1. President of Nicaragua Enrique Bolanos and US Secretary of State Colin Powell come out to pose for photographers, shake hands
(FIRST RUN 2200 LATAM 28 FEB)
2. Set up shot of APTN's interview with President Bolanos
3. SOUNDBITE: (Spanish) Enrique Bolanos, President of Nicaragua:
"There is a trial, he (Arnoldo Aleman) is on trial now and he is under house arrest. We are convinced that yes, in the end he will be found guilty, because he is guilty. Our country has been very damaged, especially in terms of the level of poverty we have sunk to. We are not now and never were a poor country, we are a country that has been impoverished."
4. Cutaway of interview
5. SOUNDBITE: (Spanish) Enrique Bolanos, President of Nicaragua:
"We hope so but we'll see. If we are successfull, it will be a triumph for everyone who also wants to follow that route. If we were to fail... not that we are going to but it will be a hard and lonely struggle, if we failed, I believe that no one in future would dare to try what we are trying now."

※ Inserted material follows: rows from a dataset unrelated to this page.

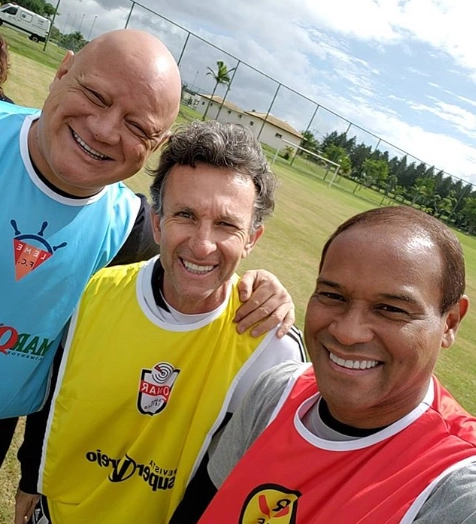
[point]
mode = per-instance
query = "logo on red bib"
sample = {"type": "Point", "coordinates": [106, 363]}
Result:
{"type": "Point", "coordinates": [270, 504]}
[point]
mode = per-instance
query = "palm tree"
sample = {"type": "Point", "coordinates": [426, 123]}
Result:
{"type": "Point", "coordinates": [221, 76]}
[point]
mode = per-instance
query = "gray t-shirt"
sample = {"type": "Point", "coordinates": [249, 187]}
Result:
{"type": "Point", "coordinates": [452, 501]}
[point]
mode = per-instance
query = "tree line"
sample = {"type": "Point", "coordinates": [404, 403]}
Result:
{"type": "Point", "coordinates": [449, 199]}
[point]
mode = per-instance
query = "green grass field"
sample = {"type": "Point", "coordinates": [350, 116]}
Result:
{"type": "Point", "coordinates": [307, 211]}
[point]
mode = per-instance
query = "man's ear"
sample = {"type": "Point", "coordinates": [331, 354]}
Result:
{"type": "Point", "coordinates": [453, 319]}
{"type": "Point", "coordinates": [156, 226]}
{"type": "Point", "coordinates": [252, 239]}
{"type": "Point", "coordinates": [162, 140]}
{"type": "Point", "coordinates": [64, 67]}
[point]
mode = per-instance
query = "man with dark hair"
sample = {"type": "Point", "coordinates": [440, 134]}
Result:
{"type": "Point", "coordinates": [66, 213]}
{"type": "Point", "coordinates": [153, 362]}
{"type": "Point", "coordinates": [368, 433]}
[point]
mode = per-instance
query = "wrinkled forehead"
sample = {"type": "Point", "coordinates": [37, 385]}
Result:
{"type": "Point", "coordinates": [387, 245]}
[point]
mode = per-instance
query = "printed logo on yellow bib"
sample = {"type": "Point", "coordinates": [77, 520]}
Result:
{"type": "Point", "coordinates": [155, 388]}
{"type": "Point", "coordinates": [270, 503]}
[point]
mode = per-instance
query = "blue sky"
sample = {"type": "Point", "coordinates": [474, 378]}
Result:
{"type": "Point", "coordinates": [405, 70]}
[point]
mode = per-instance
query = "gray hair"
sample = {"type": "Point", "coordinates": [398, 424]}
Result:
{"type": "Point", "coordinates": [219, 145]}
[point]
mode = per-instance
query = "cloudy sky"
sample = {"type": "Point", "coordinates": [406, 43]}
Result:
{"type": "Point", "coordinates": [404, 70]}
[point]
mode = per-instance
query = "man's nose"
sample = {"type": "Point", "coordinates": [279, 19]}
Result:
{"type": "Point", "coordinates": [106, 126]}
{"type": "Point", "coordinates": [202, 242]}
{"type": "Point", "coordinates": [351, 327]}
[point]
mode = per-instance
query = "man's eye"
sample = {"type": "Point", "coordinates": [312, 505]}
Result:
{"type": "Point", "coordinates": [183, 214]}
{"type": "Point", "coordinates": [392, 309]}
{"type": "Point", "coordinates": [137, 129]}
{"type": "Point", "coordinates": [94, 96]}
{"type": "Point", "coordinates": [227, 225]}
{"type": "Point", "coordinates": [329, 296]}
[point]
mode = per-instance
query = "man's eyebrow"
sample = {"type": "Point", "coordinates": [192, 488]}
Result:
{"type": "Point", "coordinates": [329, 283]}
{"type": "Point", "coordinates": [401, 297]}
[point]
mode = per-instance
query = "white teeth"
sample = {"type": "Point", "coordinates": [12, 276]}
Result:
{"type": "Point", "coordinates": [353, 364]}
{"type": "Point", "coordinates": [95, 154]}
{"type": "Point", "coordinates": [197, 269]}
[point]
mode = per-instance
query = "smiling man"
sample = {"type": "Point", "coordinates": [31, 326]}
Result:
{"type": "Point", "coordinates": [153, 364]}
{"type": "Point", "coordinates": [65, 213]}
{"type": "Point", "coordinates": [367, 434]}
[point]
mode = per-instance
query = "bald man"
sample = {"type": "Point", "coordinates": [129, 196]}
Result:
{"type": "Point", "coordinates": [65, 212]}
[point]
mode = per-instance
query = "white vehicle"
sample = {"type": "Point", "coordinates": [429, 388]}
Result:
{"type": "Point", "coordinates": [22, 19]}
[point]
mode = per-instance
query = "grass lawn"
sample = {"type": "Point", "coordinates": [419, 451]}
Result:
{"type": "Point", "coordinates": [307, 211]}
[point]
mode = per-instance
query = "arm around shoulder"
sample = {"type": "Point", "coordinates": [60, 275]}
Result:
{"type": "Point", "coordinates": [453, 501]}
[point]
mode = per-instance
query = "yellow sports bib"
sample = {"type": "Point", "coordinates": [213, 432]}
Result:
{"type": "Point", "coordinates": [136, 405]}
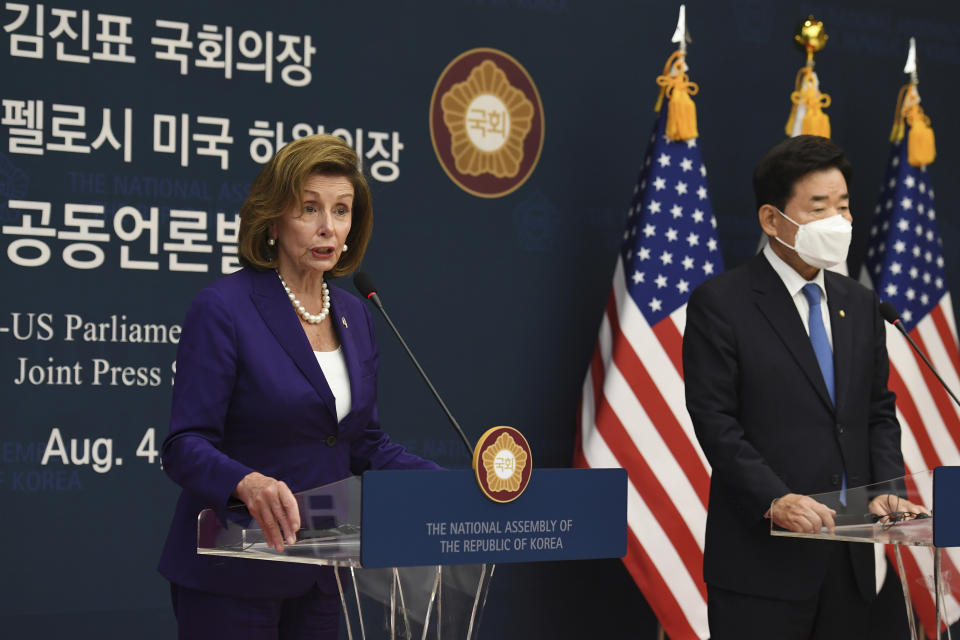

File: Washington DC - 24 Feb 2003
6. President Bolanos departing from White House
Washington DC - 28 Feb 2003
7. SOUNDBITE: (Spanish) Enrique Bolanos, President of Nicaragua:
"Trade between the United States and Central America is greater than all trade between the United States and Russia, India and Indonesia put together, so Central America carries a certain clout on this issue. Nicaragua is less influential in the region because of the damage we've suffered in the past with our economy, but together we can all make progress. This is why I've taken it upon myself to take a leading role in Central American integration and to arrive at a free trade agreement with the United States, the largest market in the world."
9. SOUNDBITE: (Spanish) Enrique Bolanos, President of Nicaragua:
"There are still many questions in the report by Ambassador (Morris) Busby (former US Ambassador) which need to be investigated. But what is important here is that we are determined to introduce legislation so that this kind of thing can not occur again, which is what we are doing. This marks a great achievement for my administration, and demonstrates my determination that this can not happen again."
11. SOUNDBITE: (Spanish) Enrique Bolanos, President of Nicaragua:
"We don't possess the intelligence resources needed to know how much (Saddam) Hussein has or does not have, how much anthrax he has or does not have. We have to depend on the information provided by others. There is a resolution at the United Nations, at the Security Council, which we support, resolution 1441."
Nicaraguan President Enrique Bolanos said on Friday his former boss is guilty of corruption and hopes the law will hold him accountable.
On his fifth and last day of a trip to the United States, President Enrique Bolanos told the Associated Press that he is convinced former President Arnoldo Aleman is guilty of corruption.
Aleman is currently under house arrest in Managua on charges that he, his family and members of his administration spent millions of dollars illegally.
Bolanos served as Vice President during the Aleman administration.
Bolanos briefly met President George W Bush on Monday.
The Nicaraguan leader said he and his American counterpart talked about the Nicaraguan initiative to fight corruption, the Central American Free Trade Agreement, which is currently under negotiation, and the global war on terrorism.
The Bush administration on Wednesday presented Congress with an ambitious timetable for reaching new trade deals.
The White House is currently involved in 34-nation talks to create the world's largest free trade zone, covering the Western Hemisphere.
On Friday, Nicaragua's President met United States Secretary of State Colin Powell in Washington.
Powell and Bolanos made no comment after their meeting, but Nicaraguan officials told Associated Press Television News that the two spoke about corruption and Central American integration.
Bolanos seeks to sign a trade agreement with the United States by the end of the year.
A Central American Free Trade Agreement would unite Nicaragua, Costa Rica, Honduras, El Salvador, and Guatemala with the aim of increasing their volume of trade with their northern neighbour.
Bolanos also commented on his government's investigation into how Nicaraguan weapons were sold to Colombian paramilitary groups, saying there were still questions to be asked but they would get to the bottom of it.
Bolanos also said his small country could not contribute military assistance to a US-led war in Iraq, but that it supports UN Resolution 1441.
President Bolanos will be back in Managua on Saturday.